Jules Verne

--Mais, mon maître, ne feriez-vous pas bien de prendre du repos vous même, puisque rien ne nous menace encore!

--Non, merci, mon garçon je préfère veiller. Nous sommes immobiles, et si les circonstances ne changent pas, demain nous nous trouverons exactement à la même place.

--Bonsoir, Monsieur.

--Bonne nuit, si c'est possible. »

Kennedy et Joe s'allongèrent sous leurs couvertures, et le docteur demeura seul dans l'immensité. Cependant le dôme de nuages s'abaissait insensiblement, et l'obscurité se faisait profonde. La voûte noire s'arrondissait autour du globe terrestre comme pour l'écraser.

Tout d'un coup un éclair violent, rapide, incisif, raya l'ombre; sa déchirure n'était pas refermée qu'un effrayant éclat de tonnerre ébranlait le profondeurs du ciel.

« Alerte!» s'écria Fergusson.

Les deux dormeurs, réveillés à ce bruit épouvantable, se tenaient à ses ordres.

« Descendons-nous? fit Kennedy.

--Non! le ballon n'y résisterait pas. Montons avant que ces nuages se résolvent en eau et que le vent ne se déchaîne! »

Et il poussa activement la flamme du chalumeau dans les spirales du serpentin.

Les orages des tropiques se développent avec une rapidité comparable à leur violence. Un second éclair déchira la nue, et fut suivi de vin autres immédiats. Le ciel était zébré d'étincelles électriques qui grésillaient sous les larges gouttes de la pluie.

« Nous nous sommes attardés, dit le docteur. Il nous faut maintenant traverser une zone le feu avec notre ballon rempli d'air inflammable!

--Mais à terre! à terre! reprenait toujours Kennedy.

--Le risque d'être foudroyé serait presque le même, et nous serions vite déchirés aux branches des arbres!

--Nous montons, monsieur Samuel!

--Plus vite! plus vite encore. »

Dans cette partie de l'Afrique, pendant les orages équatoriaux, il n'est pas rare de compter de trente-cinq éclairs par minute Le ciel est littéralement en feu, et les éclats du tonnerre ne discontinuent pas.

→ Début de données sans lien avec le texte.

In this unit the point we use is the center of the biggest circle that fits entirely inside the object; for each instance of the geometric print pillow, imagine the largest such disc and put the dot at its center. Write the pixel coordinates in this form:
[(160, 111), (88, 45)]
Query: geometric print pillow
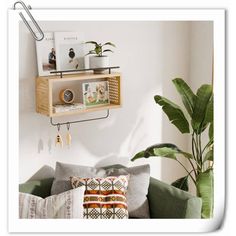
[(104, 198)]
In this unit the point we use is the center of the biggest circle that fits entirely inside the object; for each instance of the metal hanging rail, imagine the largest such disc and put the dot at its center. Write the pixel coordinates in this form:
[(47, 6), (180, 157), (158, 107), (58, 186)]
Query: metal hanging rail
[(61, 72), (78, 121)]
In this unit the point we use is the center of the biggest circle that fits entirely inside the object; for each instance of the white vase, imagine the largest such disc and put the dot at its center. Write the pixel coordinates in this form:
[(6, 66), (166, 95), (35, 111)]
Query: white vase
[(98, 62)]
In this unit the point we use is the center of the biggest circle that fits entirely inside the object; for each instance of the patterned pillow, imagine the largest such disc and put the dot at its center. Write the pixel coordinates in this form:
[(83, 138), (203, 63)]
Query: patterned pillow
[(65, 205), (104, 198)]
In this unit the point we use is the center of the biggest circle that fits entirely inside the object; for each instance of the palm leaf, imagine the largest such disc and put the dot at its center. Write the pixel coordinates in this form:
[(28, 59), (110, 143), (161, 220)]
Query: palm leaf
[(167, 150), (187, 95), (211, 131), (208, 156), (181, 183), (205, 190), (174, 113), (204, 95), (90, 52)]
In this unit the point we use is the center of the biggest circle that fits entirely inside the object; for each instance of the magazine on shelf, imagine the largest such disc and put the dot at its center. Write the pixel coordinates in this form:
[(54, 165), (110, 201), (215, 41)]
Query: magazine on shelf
[(70, 50)]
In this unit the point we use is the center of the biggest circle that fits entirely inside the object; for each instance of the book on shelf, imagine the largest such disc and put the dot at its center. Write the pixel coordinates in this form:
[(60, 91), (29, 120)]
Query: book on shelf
[(68, 107)]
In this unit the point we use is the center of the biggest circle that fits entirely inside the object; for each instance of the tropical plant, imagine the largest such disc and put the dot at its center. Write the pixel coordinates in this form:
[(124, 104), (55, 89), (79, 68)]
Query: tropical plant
[(197, 119), (99, 48)]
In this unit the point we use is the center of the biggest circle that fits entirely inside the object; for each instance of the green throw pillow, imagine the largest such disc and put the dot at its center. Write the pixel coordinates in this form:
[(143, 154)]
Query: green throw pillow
[(41, 188)]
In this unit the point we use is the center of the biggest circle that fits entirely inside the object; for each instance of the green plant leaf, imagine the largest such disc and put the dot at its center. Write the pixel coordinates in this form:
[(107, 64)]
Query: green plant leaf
[(174, 113), (205, 190), (181, 183), (209, 112), (109, 43), (187, 95), (204, 95), (208, 156), (167, 150)]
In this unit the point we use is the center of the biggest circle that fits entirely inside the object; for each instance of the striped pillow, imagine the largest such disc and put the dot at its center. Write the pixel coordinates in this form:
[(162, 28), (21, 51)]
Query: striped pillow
[(104, 198), (66, 205)]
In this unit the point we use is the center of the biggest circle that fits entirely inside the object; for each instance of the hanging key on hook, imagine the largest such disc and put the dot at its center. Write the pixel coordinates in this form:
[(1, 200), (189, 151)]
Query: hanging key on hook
[(68, 136), (59, 140)]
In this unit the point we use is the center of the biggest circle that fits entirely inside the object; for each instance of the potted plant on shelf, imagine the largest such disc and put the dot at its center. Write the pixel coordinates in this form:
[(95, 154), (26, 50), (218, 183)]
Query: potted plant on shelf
[(99, 60), (197, 119)]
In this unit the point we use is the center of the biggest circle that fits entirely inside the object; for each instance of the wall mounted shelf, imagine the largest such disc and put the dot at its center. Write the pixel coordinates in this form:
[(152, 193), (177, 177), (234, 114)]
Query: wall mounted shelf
[(48, 87)]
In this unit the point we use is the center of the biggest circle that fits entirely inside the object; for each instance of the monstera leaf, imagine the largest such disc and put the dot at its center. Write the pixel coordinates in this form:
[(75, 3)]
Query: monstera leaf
[(167, 150), (181, 183), (202, 108), (187, 95)]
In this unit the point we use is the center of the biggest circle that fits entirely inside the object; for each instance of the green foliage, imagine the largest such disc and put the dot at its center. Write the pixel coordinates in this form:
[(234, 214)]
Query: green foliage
[(205, 183), (98, 48), (199, 107)]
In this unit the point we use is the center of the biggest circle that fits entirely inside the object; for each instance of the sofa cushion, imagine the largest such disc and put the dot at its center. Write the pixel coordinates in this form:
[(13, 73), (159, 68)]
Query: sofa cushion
[(63, 172), (41, 188), (65, 205), (138, 206), (45, 172), (172, 202), (104, 198)]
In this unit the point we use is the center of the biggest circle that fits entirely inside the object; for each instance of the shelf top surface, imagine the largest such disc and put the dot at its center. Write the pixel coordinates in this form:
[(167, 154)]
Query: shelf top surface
[(79, 76)]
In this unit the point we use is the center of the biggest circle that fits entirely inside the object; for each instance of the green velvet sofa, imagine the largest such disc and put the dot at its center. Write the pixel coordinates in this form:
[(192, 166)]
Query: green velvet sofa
[(165, 201)]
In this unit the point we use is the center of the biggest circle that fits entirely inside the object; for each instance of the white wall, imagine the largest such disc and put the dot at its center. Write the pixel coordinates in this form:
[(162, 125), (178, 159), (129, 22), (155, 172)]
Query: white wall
[(150, 54)]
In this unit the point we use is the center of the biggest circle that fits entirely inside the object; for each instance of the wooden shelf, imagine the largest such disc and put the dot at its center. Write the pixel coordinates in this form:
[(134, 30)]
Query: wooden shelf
[(87, 110), (46, 93)]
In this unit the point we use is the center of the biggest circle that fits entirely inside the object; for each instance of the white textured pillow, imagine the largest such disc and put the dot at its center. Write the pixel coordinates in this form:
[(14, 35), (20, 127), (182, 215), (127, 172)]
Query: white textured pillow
[(66, 205)]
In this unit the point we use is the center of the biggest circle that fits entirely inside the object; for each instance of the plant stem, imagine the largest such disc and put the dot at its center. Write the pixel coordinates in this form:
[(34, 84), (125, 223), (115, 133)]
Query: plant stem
[(200, 149), (195, 173)]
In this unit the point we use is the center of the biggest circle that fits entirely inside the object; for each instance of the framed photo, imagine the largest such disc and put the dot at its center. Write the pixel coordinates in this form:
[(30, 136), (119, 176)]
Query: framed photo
[(96, 93), (46, 54), (70, 50)]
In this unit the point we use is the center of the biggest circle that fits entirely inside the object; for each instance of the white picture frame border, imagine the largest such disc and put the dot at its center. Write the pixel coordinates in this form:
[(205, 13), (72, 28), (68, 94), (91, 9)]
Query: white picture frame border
[(132, 225)]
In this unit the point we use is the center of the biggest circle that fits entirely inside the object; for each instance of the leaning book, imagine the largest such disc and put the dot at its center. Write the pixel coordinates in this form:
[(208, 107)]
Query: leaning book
[(46, 54)]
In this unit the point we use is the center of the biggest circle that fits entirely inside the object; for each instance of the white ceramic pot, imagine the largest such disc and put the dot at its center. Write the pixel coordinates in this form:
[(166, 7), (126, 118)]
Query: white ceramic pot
[(98, 62)]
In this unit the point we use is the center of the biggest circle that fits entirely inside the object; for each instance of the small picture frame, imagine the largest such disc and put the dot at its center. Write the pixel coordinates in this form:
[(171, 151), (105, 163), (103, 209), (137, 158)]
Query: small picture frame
[(70, 50), (96, 93)]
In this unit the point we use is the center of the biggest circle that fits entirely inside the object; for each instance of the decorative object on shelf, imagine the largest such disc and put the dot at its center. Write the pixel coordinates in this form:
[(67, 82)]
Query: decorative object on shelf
[(70, 50), (57, 108), (59, 140), (67, 96), (95, 93), (46, 54), (99, 60), (68, 136), (199, 107), (46, 87)]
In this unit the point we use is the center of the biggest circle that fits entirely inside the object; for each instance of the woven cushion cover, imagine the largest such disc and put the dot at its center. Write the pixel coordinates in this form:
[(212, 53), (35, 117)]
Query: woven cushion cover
[(63, 172), (104, 198)]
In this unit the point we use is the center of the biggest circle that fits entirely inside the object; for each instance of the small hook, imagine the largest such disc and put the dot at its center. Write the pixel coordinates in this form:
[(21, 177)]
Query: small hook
[(33, 20), (68, 125), (58, 127)]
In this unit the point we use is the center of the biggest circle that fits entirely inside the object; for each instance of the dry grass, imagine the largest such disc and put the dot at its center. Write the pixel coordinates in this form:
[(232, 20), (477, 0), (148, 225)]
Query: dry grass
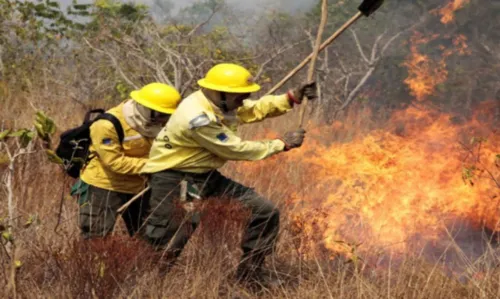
[(60, 265)]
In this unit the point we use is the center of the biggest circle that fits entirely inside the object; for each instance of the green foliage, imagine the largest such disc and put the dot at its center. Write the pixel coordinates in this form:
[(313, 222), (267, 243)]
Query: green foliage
[(53, 157), (45, 127), (4, 134)]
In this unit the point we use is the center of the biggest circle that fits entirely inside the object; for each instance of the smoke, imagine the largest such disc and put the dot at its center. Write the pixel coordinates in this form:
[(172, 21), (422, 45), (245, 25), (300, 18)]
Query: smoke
[(253, 6)]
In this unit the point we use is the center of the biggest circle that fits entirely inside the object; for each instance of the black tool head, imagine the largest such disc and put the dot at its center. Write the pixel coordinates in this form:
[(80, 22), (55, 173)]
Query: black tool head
[(370, 6)]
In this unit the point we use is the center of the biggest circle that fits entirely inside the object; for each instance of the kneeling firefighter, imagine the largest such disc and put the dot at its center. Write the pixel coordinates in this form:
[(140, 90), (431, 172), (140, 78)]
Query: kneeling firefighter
[(112, 176), (201, 137)]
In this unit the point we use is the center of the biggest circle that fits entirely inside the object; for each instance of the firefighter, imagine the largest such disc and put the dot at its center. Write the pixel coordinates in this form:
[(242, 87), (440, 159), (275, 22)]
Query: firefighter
[(112, 177), (201, 137)]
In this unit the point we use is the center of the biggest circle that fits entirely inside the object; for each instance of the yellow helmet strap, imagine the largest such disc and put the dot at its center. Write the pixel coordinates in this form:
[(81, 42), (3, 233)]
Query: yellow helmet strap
[(223, 102)]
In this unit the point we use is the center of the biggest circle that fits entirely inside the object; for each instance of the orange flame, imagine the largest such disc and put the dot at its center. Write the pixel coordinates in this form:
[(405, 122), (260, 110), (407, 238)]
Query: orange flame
[(390, 188), (394, 187)]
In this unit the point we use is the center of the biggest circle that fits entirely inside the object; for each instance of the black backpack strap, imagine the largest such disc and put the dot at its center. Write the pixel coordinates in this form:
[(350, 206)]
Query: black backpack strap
[(116, 123), (90, 112)]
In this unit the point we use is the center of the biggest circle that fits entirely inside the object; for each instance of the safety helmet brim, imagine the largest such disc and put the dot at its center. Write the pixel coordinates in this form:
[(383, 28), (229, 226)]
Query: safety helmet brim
[(136, 96), (246, 89)]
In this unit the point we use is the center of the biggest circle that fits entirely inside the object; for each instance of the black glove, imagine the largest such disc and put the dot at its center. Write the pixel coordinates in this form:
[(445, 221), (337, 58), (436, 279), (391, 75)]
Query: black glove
[(293, 139), (308, 90)]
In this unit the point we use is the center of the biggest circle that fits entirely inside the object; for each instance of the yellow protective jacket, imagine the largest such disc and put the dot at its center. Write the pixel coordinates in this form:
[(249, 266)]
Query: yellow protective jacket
[(198, 139), (116, 166)]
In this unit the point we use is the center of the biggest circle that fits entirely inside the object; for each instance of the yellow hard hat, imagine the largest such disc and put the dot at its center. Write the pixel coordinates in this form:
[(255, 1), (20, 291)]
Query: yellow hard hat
[(228, 77), (157, 96)]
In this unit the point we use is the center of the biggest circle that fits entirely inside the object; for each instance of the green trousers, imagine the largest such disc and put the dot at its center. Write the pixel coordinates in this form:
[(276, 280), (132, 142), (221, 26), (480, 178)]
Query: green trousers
[(168, 224), (98, 211)]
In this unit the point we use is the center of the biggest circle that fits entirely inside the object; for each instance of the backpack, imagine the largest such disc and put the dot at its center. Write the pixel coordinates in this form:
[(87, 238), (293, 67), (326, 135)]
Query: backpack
[(74, 143)]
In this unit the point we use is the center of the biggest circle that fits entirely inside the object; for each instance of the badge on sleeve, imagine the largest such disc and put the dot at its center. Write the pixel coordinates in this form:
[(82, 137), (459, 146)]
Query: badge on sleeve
[(107, 141), (199, 121), (222, 137)]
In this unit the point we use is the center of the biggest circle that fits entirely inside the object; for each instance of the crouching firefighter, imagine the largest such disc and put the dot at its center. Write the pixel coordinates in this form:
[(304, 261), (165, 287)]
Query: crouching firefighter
[(201, 137), (120, 144)]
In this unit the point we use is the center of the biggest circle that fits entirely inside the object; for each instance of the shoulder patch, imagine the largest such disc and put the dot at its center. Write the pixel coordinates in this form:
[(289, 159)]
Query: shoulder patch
[(199, 121), (222, 137)]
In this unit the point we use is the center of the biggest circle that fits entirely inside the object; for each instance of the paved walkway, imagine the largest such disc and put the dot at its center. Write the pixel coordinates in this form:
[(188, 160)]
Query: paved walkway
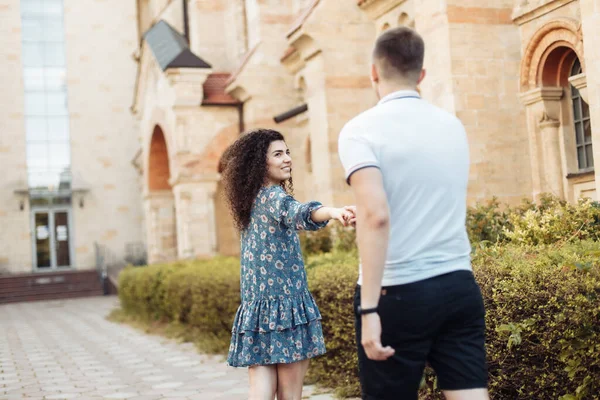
[(68, 350)]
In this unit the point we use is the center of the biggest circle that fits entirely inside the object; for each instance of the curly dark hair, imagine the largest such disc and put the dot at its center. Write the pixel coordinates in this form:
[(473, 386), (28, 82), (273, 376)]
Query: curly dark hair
[(244, 166)]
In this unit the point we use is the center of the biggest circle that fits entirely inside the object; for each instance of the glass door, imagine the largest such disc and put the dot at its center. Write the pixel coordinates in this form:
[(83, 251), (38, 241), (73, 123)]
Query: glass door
[(42, 240), (52, 239), (62, 239)]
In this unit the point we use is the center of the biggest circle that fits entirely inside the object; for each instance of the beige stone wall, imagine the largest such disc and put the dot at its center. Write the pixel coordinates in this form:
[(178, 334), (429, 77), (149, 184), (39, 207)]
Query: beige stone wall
[(590, 11), (207, 19), (15, 240), (472, 58), (337, 88), (101, 77), (485, 64)]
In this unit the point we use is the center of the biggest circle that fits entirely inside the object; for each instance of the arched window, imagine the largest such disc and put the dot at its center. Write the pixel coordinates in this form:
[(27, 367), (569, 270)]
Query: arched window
[(308, 155), (583, 128)]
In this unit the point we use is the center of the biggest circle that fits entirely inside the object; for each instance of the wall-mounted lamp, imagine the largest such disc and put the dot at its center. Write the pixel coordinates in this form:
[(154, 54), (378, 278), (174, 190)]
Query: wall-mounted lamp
[(22, 195), (79, 195)]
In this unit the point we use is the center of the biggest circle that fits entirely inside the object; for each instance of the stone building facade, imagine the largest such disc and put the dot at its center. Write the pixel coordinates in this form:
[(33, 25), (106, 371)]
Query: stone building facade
[(522, 75)]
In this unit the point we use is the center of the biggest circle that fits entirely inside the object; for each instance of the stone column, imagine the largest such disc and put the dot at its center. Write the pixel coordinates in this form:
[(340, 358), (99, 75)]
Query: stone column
[(196, 228), (552, 173), (159, 207), (547, 155), (590, 25)]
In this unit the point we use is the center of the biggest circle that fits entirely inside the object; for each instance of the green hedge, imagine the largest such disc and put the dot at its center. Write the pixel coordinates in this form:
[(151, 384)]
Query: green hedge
[(542, 302), (202, 295), (537, 264)]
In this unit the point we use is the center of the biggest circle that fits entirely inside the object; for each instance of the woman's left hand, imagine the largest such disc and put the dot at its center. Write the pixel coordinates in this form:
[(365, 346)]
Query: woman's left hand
[(344, 215)]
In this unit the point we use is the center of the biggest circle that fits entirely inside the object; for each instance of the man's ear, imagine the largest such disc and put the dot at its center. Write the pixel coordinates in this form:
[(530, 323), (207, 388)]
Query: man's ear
[(374, 73), (422, 76)]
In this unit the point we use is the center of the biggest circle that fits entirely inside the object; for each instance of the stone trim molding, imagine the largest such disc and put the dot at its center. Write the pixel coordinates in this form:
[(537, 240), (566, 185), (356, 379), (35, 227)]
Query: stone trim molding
[(542, 94), (528, 10), (548, 122), (580, 83), (376, 8), (565, 31)]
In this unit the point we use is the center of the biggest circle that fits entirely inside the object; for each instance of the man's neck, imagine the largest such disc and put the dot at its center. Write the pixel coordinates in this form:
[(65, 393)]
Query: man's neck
[(389, 88)]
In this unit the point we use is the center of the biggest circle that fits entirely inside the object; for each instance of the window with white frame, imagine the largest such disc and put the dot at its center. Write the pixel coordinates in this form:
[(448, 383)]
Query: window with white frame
[(582, 125)]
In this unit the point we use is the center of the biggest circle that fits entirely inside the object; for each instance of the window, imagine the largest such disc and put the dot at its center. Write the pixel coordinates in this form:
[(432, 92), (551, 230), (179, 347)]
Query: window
[(583, 128), (252, 23), (44, 78)]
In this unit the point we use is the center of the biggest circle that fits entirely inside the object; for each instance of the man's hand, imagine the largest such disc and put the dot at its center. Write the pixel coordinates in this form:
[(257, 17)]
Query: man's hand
[(341, 214), (352, 220), (371, 338)]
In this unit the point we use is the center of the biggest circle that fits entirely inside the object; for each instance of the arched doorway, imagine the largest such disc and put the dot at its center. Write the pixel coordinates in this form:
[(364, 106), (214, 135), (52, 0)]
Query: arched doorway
[(553, 80), (160, 202)]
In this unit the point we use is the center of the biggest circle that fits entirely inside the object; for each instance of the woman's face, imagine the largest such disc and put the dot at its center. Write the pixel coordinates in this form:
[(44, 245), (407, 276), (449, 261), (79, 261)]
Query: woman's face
[(279, 163)]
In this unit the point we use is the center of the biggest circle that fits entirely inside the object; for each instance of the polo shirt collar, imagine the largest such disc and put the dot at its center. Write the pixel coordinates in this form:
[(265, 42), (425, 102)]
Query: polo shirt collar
[(400, 95)]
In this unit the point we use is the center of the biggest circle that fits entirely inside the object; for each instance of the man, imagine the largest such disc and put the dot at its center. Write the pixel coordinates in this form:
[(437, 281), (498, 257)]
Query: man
[(417, 301)]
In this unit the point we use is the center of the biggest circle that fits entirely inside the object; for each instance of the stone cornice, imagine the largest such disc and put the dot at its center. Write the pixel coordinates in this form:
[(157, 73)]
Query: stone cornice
[(527, 10), (293, 62), (376, 8), (186, 178), (579, 81), (548, 122), (542, 94), (188, 85)]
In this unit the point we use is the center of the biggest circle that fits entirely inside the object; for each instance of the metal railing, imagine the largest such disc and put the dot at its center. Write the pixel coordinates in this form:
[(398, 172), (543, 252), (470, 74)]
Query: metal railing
[(108, 265)]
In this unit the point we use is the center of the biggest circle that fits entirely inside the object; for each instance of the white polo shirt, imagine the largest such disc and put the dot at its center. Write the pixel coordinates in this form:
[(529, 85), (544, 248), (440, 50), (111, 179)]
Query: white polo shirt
[(423, 155)]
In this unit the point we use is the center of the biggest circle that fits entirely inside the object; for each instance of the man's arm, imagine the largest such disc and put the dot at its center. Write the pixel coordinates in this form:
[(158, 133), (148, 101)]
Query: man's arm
[(372, 231)]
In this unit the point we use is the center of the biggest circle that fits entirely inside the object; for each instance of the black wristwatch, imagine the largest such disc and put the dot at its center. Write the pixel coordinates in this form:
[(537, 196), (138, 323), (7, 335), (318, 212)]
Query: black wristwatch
[(363, 311)]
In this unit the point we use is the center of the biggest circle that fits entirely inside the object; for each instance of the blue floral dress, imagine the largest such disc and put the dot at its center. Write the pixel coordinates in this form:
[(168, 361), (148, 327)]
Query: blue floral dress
[(278, 320)]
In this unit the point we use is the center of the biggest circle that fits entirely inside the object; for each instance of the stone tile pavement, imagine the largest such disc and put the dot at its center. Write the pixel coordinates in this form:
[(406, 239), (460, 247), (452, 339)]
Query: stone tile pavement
[(68, 350)]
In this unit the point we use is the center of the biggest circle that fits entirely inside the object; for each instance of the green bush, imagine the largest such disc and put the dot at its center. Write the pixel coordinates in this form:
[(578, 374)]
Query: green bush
[(549, 221), (543, 320), (203, 295), (542, 316), (537, 264)]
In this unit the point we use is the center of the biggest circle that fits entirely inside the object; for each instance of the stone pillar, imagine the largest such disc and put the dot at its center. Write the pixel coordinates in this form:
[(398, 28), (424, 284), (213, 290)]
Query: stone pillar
[(159, 207), (552, 173), (196, 227), (547, 155), (590, 25)]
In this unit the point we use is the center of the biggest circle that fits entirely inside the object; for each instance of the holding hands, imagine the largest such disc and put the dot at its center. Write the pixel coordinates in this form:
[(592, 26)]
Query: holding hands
[(345, 215)]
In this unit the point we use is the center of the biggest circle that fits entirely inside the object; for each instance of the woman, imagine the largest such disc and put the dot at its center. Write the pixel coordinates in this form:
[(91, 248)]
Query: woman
[(277, 327)]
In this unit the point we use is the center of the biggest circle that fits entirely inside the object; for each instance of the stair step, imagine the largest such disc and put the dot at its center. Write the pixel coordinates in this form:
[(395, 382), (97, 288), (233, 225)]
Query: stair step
[(58, 296), (50, 285)]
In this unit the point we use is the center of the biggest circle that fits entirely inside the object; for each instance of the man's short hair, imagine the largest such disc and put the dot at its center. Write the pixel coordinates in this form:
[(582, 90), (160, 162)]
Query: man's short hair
[(399, 54)]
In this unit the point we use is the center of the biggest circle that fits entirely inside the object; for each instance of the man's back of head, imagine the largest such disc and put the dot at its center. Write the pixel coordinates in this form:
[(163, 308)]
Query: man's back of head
[(398, 58)]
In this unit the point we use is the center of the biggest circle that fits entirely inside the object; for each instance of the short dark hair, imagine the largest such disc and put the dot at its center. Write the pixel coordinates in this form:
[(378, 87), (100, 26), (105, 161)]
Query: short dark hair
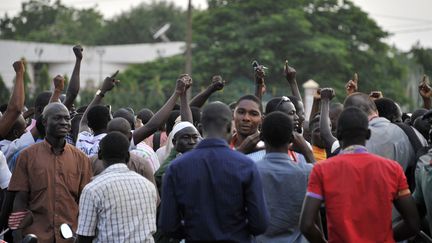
[(277, 129), (126, 114), (114, 147), (145, 115), (98, 117), (353, 123), (275, 103), (216, 115), (251, 98)]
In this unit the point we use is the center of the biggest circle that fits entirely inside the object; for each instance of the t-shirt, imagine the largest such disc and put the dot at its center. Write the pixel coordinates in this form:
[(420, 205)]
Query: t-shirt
[(88, 143), (358, 190)]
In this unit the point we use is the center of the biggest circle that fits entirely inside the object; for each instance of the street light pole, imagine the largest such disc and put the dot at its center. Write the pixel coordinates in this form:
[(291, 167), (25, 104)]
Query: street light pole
[(188, 67)]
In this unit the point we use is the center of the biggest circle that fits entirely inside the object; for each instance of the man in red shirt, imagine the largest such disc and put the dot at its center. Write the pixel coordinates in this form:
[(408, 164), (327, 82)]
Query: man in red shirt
[(358, 189)]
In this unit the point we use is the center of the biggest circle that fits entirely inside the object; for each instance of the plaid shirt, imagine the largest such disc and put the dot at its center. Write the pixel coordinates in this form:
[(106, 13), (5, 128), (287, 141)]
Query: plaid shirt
[(118, 206)]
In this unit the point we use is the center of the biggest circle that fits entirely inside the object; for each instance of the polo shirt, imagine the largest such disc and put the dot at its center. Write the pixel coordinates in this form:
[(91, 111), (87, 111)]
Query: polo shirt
[(284, 183), (358, 189), (54, 184), (213, 193)]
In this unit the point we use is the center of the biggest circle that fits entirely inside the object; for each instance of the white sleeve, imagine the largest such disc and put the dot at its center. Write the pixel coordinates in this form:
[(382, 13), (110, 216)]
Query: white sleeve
[(5, 173), (18, 144)]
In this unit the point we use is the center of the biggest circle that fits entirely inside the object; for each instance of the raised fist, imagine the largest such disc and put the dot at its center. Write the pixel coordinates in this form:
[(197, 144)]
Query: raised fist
[(78, 51)]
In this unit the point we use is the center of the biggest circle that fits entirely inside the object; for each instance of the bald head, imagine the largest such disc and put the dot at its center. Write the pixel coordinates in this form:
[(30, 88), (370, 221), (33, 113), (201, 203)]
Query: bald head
[(119, 124), (216, 120), (361, 101), (53, 108)]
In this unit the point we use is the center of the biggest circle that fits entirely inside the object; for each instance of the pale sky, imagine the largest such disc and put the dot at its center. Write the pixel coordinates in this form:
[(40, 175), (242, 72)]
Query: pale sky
[(409, 21)]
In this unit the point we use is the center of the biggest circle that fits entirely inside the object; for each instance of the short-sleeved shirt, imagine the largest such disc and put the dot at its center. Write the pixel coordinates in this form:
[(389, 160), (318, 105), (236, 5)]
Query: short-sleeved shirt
[(118, 206), (5, 174), (358, 190), (88, 143), (54, 183), (423, 193)]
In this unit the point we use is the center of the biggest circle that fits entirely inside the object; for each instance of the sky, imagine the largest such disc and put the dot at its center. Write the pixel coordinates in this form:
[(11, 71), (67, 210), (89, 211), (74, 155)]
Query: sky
[(408, 21)]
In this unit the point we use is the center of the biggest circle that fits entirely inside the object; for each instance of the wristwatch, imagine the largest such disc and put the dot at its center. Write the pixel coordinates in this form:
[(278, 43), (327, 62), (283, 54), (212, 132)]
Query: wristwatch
[(99, 92)]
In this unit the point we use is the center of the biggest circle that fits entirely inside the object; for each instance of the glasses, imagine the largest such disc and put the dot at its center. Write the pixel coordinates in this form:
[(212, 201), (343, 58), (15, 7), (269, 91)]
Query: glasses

Le vent se déchaînait avec une violence effrayante dans cette atmosphère embrasée; il tordait les nuages incandescents; on eut dit le souffle d'un ventilateur immense qui activait tout cet incendie.

Le docteur Fergusson maintenait son chalumeau à pleine chaleur; le ballon se dilatait et montait; à genoux, au centre de la nacelle, Kennedy retenait les rideaux de la tente Le ballon tourbillonnait à donner le vertige, et les voyageurs subissaient d'inquiétantes oscillations. Il se faisait de grandes cavités dans l'enveloppe de l'aérostat; le vent s'y engouffrait avec violence, et le taffetas détonait sous sa pression. Une sorte de grêle, précédée d'un bruit tumultueux, sillonnait l'atmosphère et crépitait sur le Victoria. Celui-ci, cependant, continuait sa marche ascensionnelle; les éclairs dessinaient des tangentes enflammées à sa circonférence; il était plein feu.

« A la garde de Dieu! dit le docteur Fergusson; nous sommes entre ses mains lui seul peut nous sauver. Préparons-nous à tout événement, même à un incendie; notre chute peut n'être pas rapide. »

La voix du docteur parvenait à peine à l'oreille de ses compagnons; mais ils pouvaient voir sa figure calme au milieu du sillonnement des éclairs; il regardait les phénomènes de phosphorescence produits par le feu Saint-Elme qui voltigeait sur le filet de l'aérostat.

Celui-ci tournoyait, tourbillonnait, mais il montait toujours; au bout d'un quart d'heure, il avait dépassé la zone des nuages orageux, les effluences électriques se développaient au-dessous de lui, comme une vaste couronne de feux d'artifices suspendus à sa nacelle.

C'était là l'un des plus beaux spectacles que la nature put donner à l'homme. En bas, l'orage. En haut le ciel étoilé, tranquille, muet, impassible, avec la lune projetant ses paisibles rayons sur ces nuages irrités.

Le docteur Fergusson consulta le baromètre; il donna douze mille pieds d'élévation. Il était onze heures du soir.

« Grâce au ciel, tout danger est passé, dit-il; il nous suffit de nous maintenir à cette hauteur.

C'était effrayant! répondit Kennedy.